The court-appointed Carney and his team of lawyers have maintained since Bulger’s arrest in June 2011 that they have been inundated with voluminous evidence in the decades-old case, and that the notorious gangster will certainly go to trial to face racketeering charges, including accusations of murder.
More than 300,000 documents, 30 videos, and 1,000 cassette tapes have to be reviewed, Carney said. That does not include documents the lawyers wish to review on their own, such as the books written by Bulger’s alleged cohorts.
Reviewing the records alone would take them until the spring 2013, Carney said.
Moreover, the lawyer said his ability to discuss the case with Bulger has become problematic: Bulger demands high-security treatment and refuses to discuss the case on the phone with lawyers. He will also not communicate with Carney by mail after learning that his communications were being reviewed by security, including materials labeled “attorney-client privilege.”
“James Bulger has a view, based on his personal experience, that all levels of law enforcement are corrupt and will disregard the law if it suits them,” Carney said.

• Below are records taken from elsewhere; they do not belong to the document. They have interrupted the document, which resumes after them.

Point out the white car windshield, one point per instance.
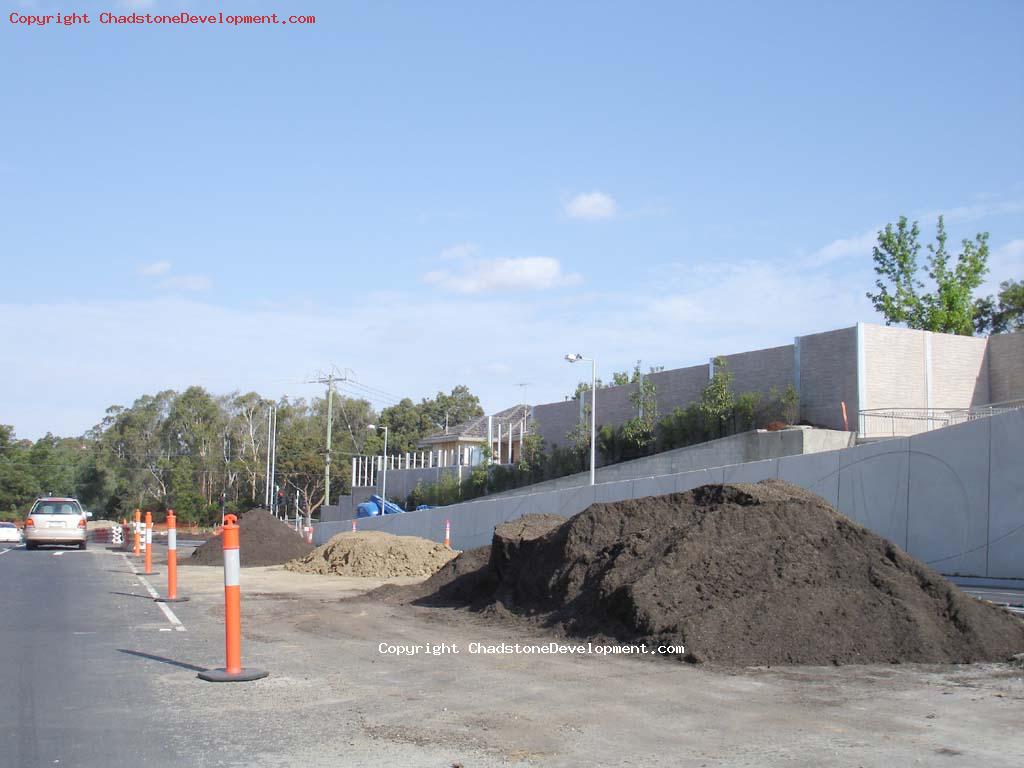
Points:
(56, 508)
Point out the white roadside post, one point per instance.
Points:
(593, 409)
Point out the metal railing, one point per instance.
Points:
(902, 422)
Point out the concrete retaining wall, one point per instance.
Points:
(737, 449)
(952, 498)
(1006, 367)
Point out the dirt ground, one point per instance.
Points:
(335, 698)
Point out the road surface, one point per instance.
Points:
(95, 675)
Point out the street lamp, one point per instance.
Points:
(593, 407)
(383, 468)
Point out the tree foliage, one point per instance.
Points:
(1005, 313)
(188, 451)
(901, 298)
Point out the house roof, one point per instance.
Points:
(475, 430)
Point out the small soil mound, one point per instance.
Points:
(460, 582)
(374, 554)
(739, 574)
(263, 540)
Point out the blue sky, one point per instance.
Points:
(460, 193)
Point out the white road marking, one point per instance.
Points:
(175, 622)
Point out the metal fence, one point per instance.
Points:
(902, 422)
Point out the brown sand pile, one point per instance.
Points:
(748, 574)
(375, 554)
(263, 540)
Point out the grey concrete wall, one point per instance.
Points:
(760, 371)
(960, 376)
(920, 369)
(553, 420)
(747, 446)
(679, 387)
(895, 374)
(736, 449)
(828, 376)
(952, 498)
(1006, 367)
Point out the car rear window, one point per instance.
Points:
(56, 508)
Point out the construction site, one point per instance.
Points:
(765, 611)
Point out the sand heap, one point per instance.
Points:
(263, 540)
(375, 554)
(748, 574)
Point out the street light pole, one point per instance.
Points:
(593, 411)
(383, 468)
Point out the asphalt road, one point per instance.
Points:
(77, 634)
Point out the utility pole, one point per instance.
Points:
(330, 379)
(269, 427)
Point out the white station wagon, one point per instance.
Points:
(55, 520)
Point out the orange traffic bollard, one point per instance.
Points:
(136, 550)
(148, 544)
(232, 671)
(172, 561)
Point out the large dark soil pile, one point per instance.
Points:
(749, 574)
(263, 540)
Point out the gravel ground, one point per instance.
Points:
(334, 698)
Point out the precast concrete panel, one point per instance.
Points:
(872, 487)
(948, 498)
(613, 492)
(653, 486)
(1006, 524)
(690, 480)
(816, 472)
(752, 472)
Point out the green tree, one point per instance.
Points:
(717, 399)
(456, 408)
(407, 424)
(1004, 313)
(901, 298)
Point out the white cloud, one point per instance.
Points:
(844, 248)
(595, 205)
(976, 211)
(1005, 262)
(187, 283)
(479, 275)
(155, 269)
(461, 251)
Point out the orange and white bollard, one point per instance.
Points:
(136, 547)
(148, 544)
(232, 671)
(172, 561)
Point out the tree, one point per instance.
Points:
(717, 399)
(1006, 313)
(407, 423)
(457, 408)
(901, 297)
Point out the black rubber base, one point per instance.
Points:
(221, 676)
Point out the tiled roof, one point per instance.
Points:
(476, 429)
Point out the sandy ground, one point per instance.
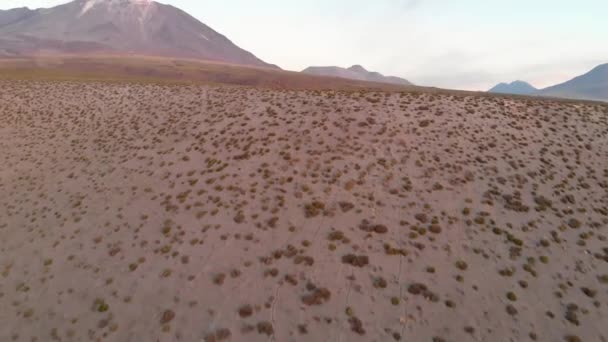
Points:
(195, 213)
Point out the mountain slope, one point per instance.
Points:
(356, 72)
(590, 86)
(516, 87)
(140, 27)
(13, 15)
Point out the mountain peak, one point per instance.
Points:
(516, 87)
(357, 68)
(87, 5)
(133, 27)
(355, 72)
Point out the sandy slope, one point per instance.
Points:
(194, 213)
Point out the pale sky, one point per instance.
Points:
(460, 44)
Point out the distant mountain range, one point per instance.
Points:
(590, 86)
(516, 87)
(355, 72)
(134, 27)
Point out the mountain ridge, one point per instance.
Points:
(592, 85)
(355, 72)
(135, 27)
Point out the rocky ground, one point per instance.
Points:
(195, 213)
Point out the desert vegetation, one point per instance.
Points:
(160, 212)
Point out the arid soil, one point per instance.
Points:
(205, 213)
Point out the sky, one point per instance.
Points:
(459, 44)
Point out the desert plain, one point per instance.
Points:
(134, 211)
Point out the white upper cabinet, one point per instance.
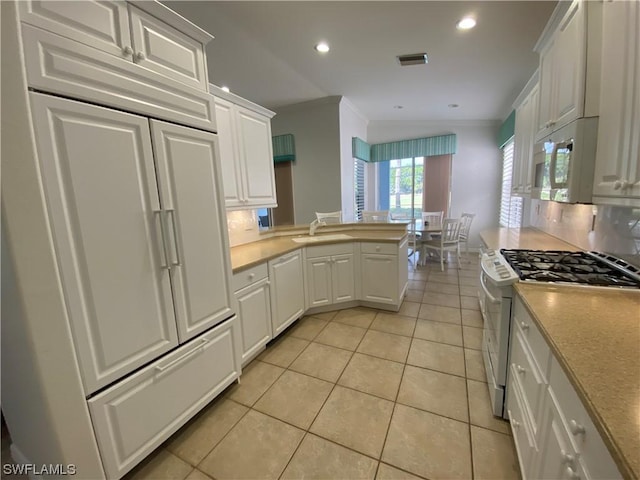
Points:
(194, 223)
(126, 31)
(116, 54)
(569, 79)
(246, 152)
(617, 170)
(525, 126)
(100, 180)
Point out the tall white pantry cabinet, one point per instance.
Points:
(118, 322)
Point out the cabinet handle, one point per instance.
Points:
(165, 263)
(567, 458)
(571, 473)
(171, 212)
(183, 357)
(576, 428)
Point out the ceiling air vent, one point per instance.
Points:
(413, 59)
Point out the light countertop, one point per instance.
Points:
(594, 332)
(529, 238)
(250, 254)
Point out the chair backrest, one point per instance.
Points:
(434, 218)
(450, 231)
(465, 225)
(329, 217)
(375, 216)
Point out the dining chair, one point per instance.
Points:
(434, 218)
(465, 226)
(375, 216)
(449, 241)
(329, 217)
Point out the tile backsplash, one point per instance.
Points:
(603, 228)
(242, 226)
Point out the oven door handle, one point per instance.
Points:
(491, 298)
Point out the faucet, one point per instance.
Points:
(314, 226)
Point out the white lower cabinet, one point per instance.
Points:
(254, 309)
(135, 416)
(330, 275)
(383, 276)
(287, 290)
(552, 431)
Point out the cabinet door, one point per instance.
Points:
(134, 416)
(256, 153)
(318, 282)
(99, 178)
(343, 278)
(165, 50)
(287, 291)
(103, 25)
(569, 61)
(617, 170)
(229, 155)
(195, 226)
(379, 278)
(557, 458)
(254, 309)
(546, 96)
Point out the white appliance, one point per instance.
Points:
(495, 295)
(563, 164)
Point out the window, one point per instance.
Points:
(358, 188)
(510, 207)
(405, 187)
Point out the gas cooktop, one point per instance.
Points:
(589, 268)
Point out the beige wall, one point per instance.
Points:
(602, 228)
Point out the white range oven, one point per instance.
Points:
(495, 294)
(499, 270)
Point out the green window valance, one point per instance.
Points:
(284, 148)
(417, 147)
(507, 130)
(361, 149)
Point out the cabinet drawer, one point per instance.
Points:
(594, 454)
(524, 371)
(533, 339)
(522, 435)
(379, 247)
(250, 275)
(136, 415)
(329, 250)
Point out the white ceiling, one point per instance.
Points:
(263, 51)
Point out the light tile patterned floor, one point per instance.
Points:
(357, 394)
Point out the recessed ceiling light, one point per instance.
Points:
(322, 47)
(466, 23)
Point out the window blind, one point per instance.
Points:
(510, 207)
(358, 188)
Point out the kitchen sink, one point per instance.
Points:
(321, 238)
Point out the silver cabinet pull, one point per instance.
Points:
(171, 212)
(161, 369)
(165, 262)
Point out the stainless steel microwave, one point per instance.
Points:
(563, 163)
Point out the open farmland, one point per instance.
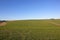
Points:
(30, 30)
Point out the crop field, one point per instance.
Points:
(30, 30)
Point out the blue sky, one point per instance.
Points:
(29, 9)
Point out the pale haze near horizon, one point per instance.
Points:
(29, 9)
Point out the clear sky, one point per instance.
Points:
(29, 9)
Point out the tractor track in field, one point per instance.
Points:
(57, 24)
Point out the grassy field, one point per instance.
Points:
(30, 30)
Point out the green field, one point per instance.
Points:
(30, 30)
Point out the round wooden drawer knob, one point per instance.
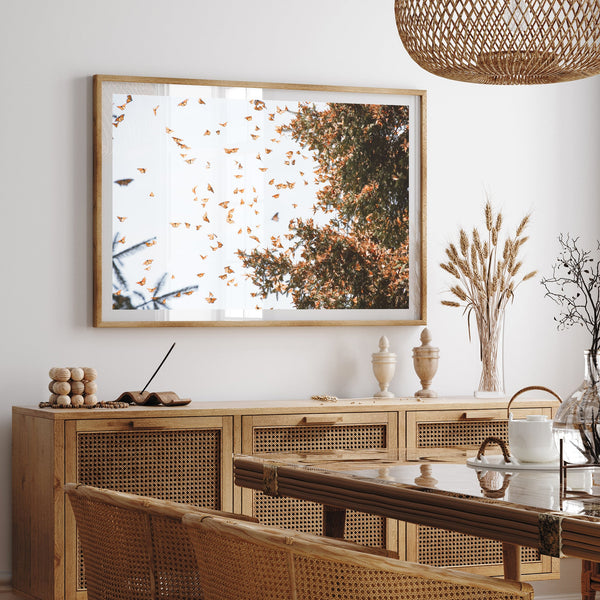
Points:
(77, 400)
(91, 387)
(63, 400)
(90, 400)
(90, 374)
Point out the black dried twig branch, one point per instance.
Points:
(575, 286)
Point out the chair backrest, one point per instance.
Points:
(134, 547)
(246, 561)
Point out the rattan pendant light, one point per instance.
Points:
(502, 41)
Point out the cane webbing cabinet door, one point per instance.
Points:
(333, 435)
(187, 459)
(443, 548)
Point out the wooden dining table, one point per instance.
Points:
(436, 487)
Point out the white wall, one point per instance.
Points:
(533, 148)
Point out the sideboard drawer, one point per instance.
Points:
(186, 460)
(461, 428)
(328, 435)
(442, 548)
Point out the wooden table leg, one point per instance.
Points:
(588, 568)
(511, 557)
(334, 521)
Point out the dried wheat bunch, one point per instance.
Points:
(487, 274)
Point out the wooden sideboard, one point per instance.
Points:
(185, 454)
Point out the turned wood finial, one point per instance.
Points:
(384, 366)
(425, 360)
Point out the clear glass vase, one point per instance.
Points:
(491, 349)
(577, 420)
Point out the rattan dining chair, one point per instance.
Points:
(247, 561)
(134, 547)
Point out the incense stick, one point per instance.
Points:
(158, 369)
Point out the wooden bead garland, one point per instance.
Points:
(72, 387)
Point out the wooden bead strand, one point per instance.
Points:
(74, 387)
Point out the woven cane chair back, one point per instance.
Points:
(135, 548)
(246, 561)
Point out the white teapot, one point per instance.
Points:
(531, 440)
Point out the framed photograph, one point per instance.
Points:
(256, 204)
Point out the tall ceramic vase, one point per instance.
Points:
(491, 348)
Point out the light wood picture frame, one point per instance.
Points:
(220, 203)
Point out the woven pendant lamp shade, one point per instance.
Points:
(502, 41)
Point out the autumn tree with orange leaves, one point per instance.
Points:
(360, 258)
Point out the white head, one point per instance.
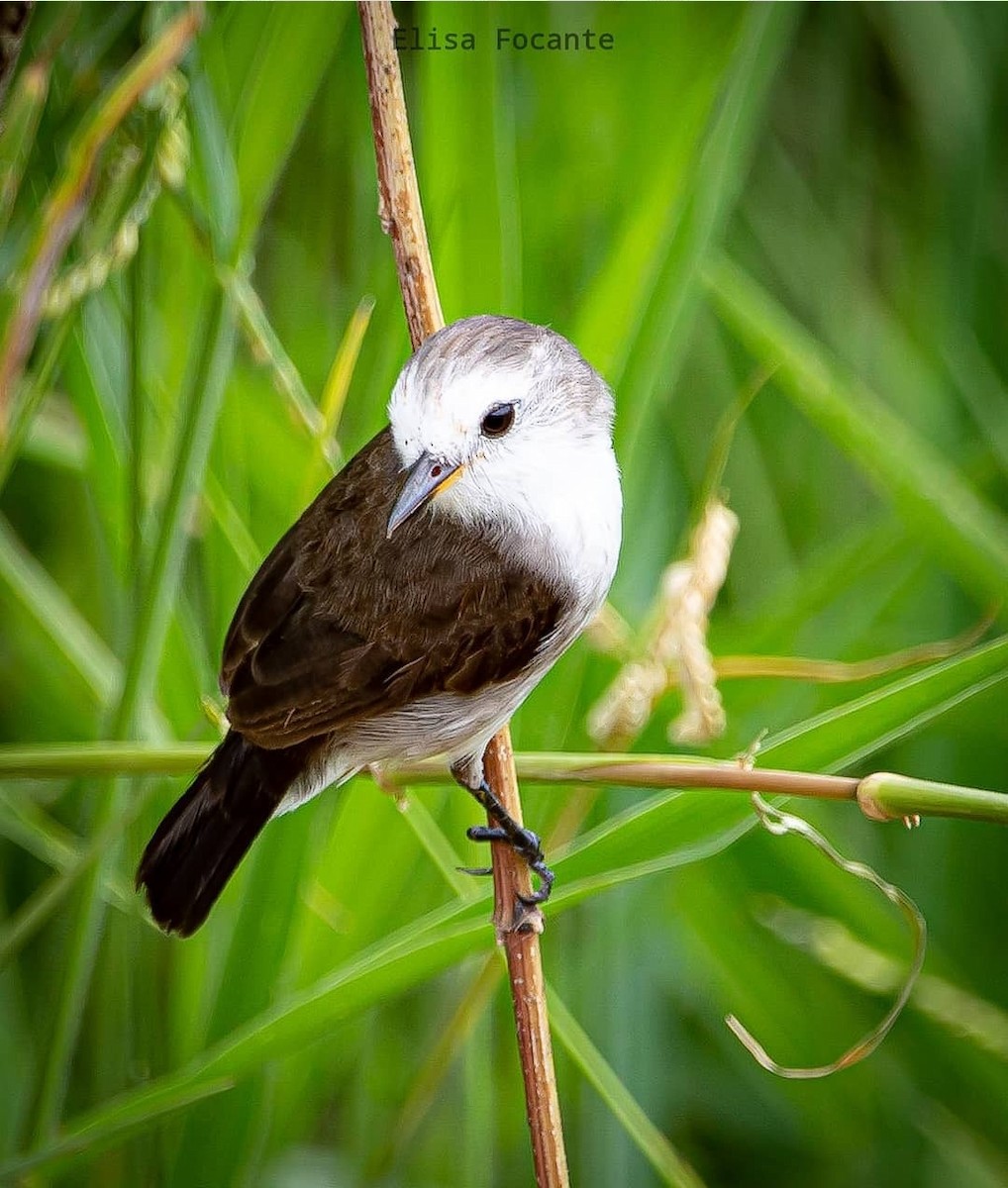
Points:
(504, 427)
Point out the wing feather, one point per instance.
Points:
(338, 624)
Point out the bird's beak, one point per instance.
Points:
(426, 478)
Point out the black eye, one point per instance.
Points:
(498, 421)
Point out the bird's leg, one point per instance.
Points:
(523, 842)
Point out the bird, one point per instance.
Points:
(414, 605)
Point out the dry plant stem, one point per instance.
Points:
(68, 202)
(517, 928)
(398, 193)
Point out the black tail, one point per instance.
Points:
(208, 831)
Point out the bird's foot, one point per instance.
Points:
(525, 842)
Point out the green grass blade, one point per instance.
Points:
(935, 502)
(656, 1149)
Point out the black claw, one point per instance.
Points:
(523, 842)
(485, 833)
(546, 879)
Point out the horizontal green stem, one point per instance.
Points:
(879, 795)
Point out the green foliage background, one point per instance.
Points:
(813, 194)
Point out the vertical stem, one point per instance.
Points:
(517, 928)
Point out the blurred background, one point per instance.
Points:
(788, 221)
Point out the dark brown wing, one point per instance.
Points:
(342, 622)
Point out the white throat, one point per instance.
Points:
(555, 508)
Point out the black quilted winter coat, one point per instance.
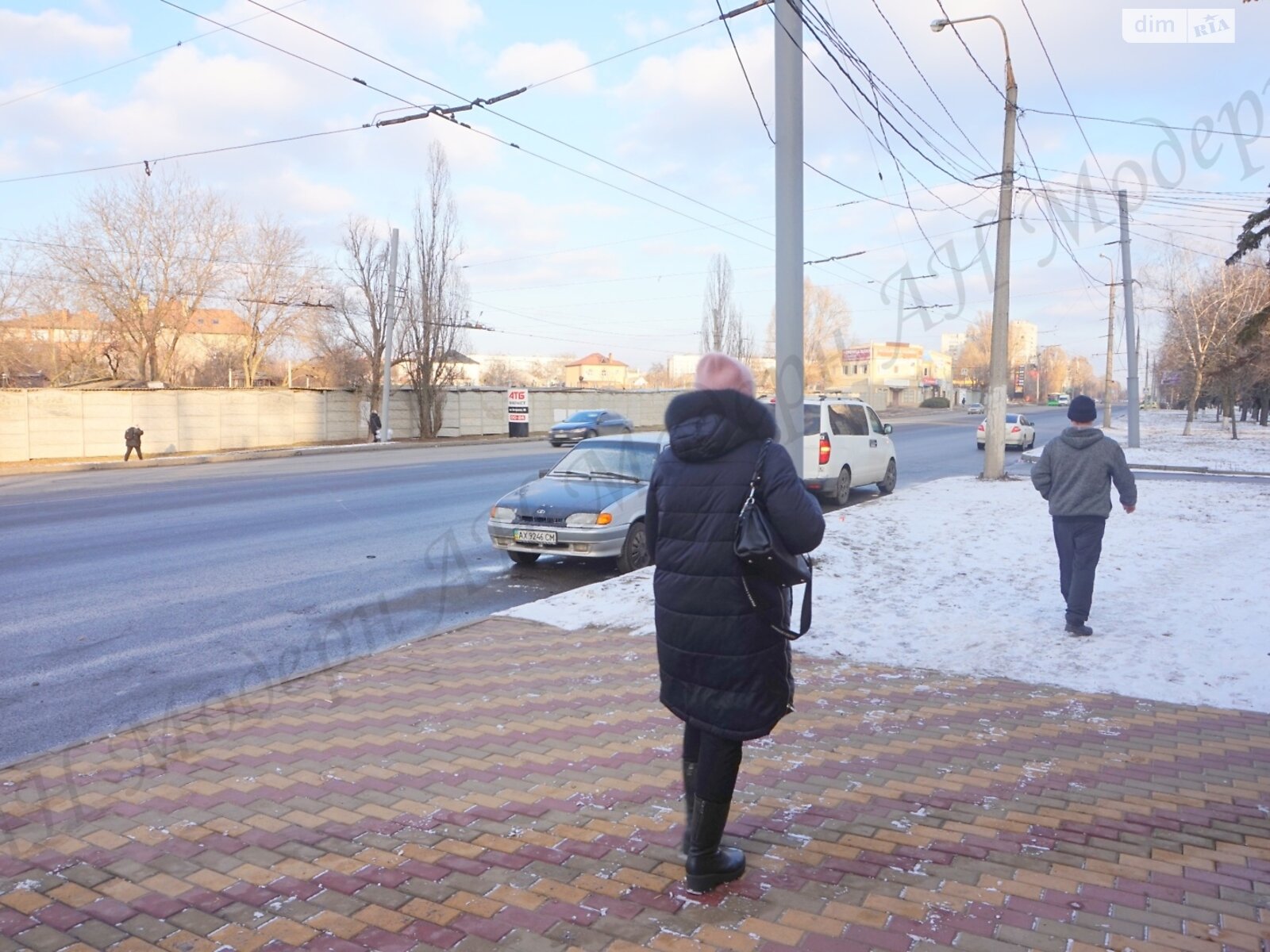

Prosecutors have argued, however, that Bulger, 82, is trying to postpone his trial. They say that much of the evidence has long been made public and that their strategy for trial has been clear.
Families of Bulger’s alleged victims have also demanded a quick trial.
A hearing on the request to delay the court date has been set for Monday.
“The trial of James Bulger will be fair only if he has an adequately prepared counsel to zealously represent him,” Carney said.
The lawyer also pointed out that some of Bulger’s codefendants had their cases languish for as long as five years, though prosecutors are trying to rush this case in a year.
Bulger’s trial could be the area’s highest-profile criminal proceeding in recent history. The former head of the Winter Hill Gang was one of America’s Most Wanted until his arrest in Santa Monica, Calif., last year, after 16 years on the lam.
He fled after being tipped off about his pending federal racketeering indictment in 1995. He is accused of participating in 19 killings.
His girlfriend, Catherine Greig, was sentenced earlier this month to eight years in federal prison for helping him remain on the lam. Greig, 61, has indicated she may appeal her sentence. She pleaded guilty in March.